Didn’t she have some hesitation about the pain from the needles?
“Oh, nooooo,” Dench says. “There was somebody having their whole leg done right next to me. What am I going to say? ‘Ow. Ow. Ow.’”
“Besides, if you can have a needle through your eye, I assure you, you can have a needle on your wrist,” Dench adds.
Take note. In that last sentence, Dench acknowledges the invasive treatments she has endured due to macular degeneration, a disease that leads to irreversible vision loss, and sweeps it all away with standard British fortitude in the face of adversity.
“You get on with it, don’t you?” Dench says. We’re sitting an arm’s length apart at a small table in a hotel lounge, having coffee. She notes she can only see the outline of my face.
“You can adapt to anything quickly,” she continues. “If I had gone to bed one night able to read and then I was not able to read the next morning, that would be one thing. This was gradual, so I could adjust. I have a wonderful friend who reads to me. And I have everything blown up to 33-point size or something … it looks ridiculous. It doesn’t matter. It works.”
At about this point in the conversation, Frears, who’s staying at the same hotel, appears in the lounge. He pulls up a chair. It’s clear that Dench adores him. But even after making several films together, she is no closer to understanding Frears than when she met him 36 years ago, working on a BBC Playhouse movie, “Going Gently.”
“He’s monosyllabic, that one,” Dench tells me before Frears arrives. “It’s like squeezing something out of a stone, like trying to understand another language.” Like learning how to speak Frears? “Precisely. And once you learn to speak Frears, you’re OK. You sense him. And you trust him too.”
But that trust and affection doesn’t mean Dench doesn’t delight in needling Frears when it’s called for. Noting his reputation for not saying much during interviews and post-screening Q&As supporting the film, Frears dryly remarks, “I hear I’m quite taciturn.”
Dench’s eyes widen at the comment. “Taciturn!
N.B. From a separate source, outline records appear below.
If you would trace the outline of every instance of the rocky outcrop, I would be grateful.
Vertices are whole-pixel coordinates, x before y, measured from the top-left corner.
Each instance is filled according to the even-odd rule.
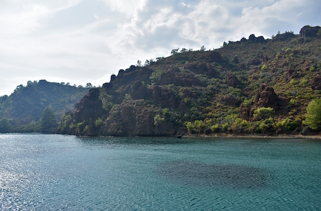
[[[318,74],[315,75],[311,84],[313,90],[321,90],[321,76]]]
[[[174,136],[177,129],[166,121],[155,124],[156,113],[141,101],[116,108],[98,134],[113,136]]]
[[[300,36],[302,37],[314,37],[317,36],[317,33],[321,29],[319,26],[310,27],[305,26],[300,30]]]
[[[232,107],[237,107],[239,104],[238,101],[231,96],[222,96],[219,97],[218,102],[224,106]]]
[[[238,109],[238,114],[242,119],[249,120],[253,118],[254,111],[259,108],[270,107],[277,109],[277,96],[273,88],[263,83],[257,89],[255,98],[253,102],[241,104]]]
[[[254,101],[253,107],[255,108],[262,107],[271,107],[276,108],[277,106],[276,94],[274,90],[265,83],[260,85]]]
[[[78,103],[74,115],[76,123],[90,119],[94,120],[104,115],[105,111],[102,101],[99,99],[99,89],[92,89]]]
[[[229,73],[227,75],[227,85],[230,87],[236,88],[239,84],[238,78],[233,73]]]
[[[285,41],[287,39],[292,39],[295,37],[295,35],[293,33],[286,32],[283,34],[277,34],[275,37],[273,38],[272,41]]]

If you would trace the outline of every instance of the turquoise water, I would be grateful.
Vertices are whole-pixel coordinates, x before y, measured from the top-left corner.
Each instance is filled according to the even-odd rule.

There hasn’t been a word invented! ‘Taciturn’ is quite voluble in terms of describing the real you.”
They’re about to leave for the ArcLight Hollywood theater complex for a public event. Dench understands she’ll have to carry the conversation. “Judi,” Frears says, half-smiling (which, for him, amounts to a Chesire grin), “we’re both given to understatement. That’s why we get along.”
“You used to say a very nice thing about me,” Frears continues. “You’d say that our movies were set up in such a way that by the time you turned up on set, you didn’t have to act, that the weight was lifted.”
There’s a long silence as Dench considers what Frears has passed off as a compliment.
“It sounds like I come on rather late and just do it,” she finally answers, her tone more teasing than perturbed.
Standing up, the rumpled Frears sighs. “We are so frivolous,” he says, taking his leave.
Dench looks across the table, her eyesight now seemingly laser-sharp.
“Look at that,” she says, pointing to the cup he abandoned. “He said that was the very best coffee he’d ever had. And he didn’t drink half of it. You see what I mean? There hasn’t been a word yet invented to describe him.”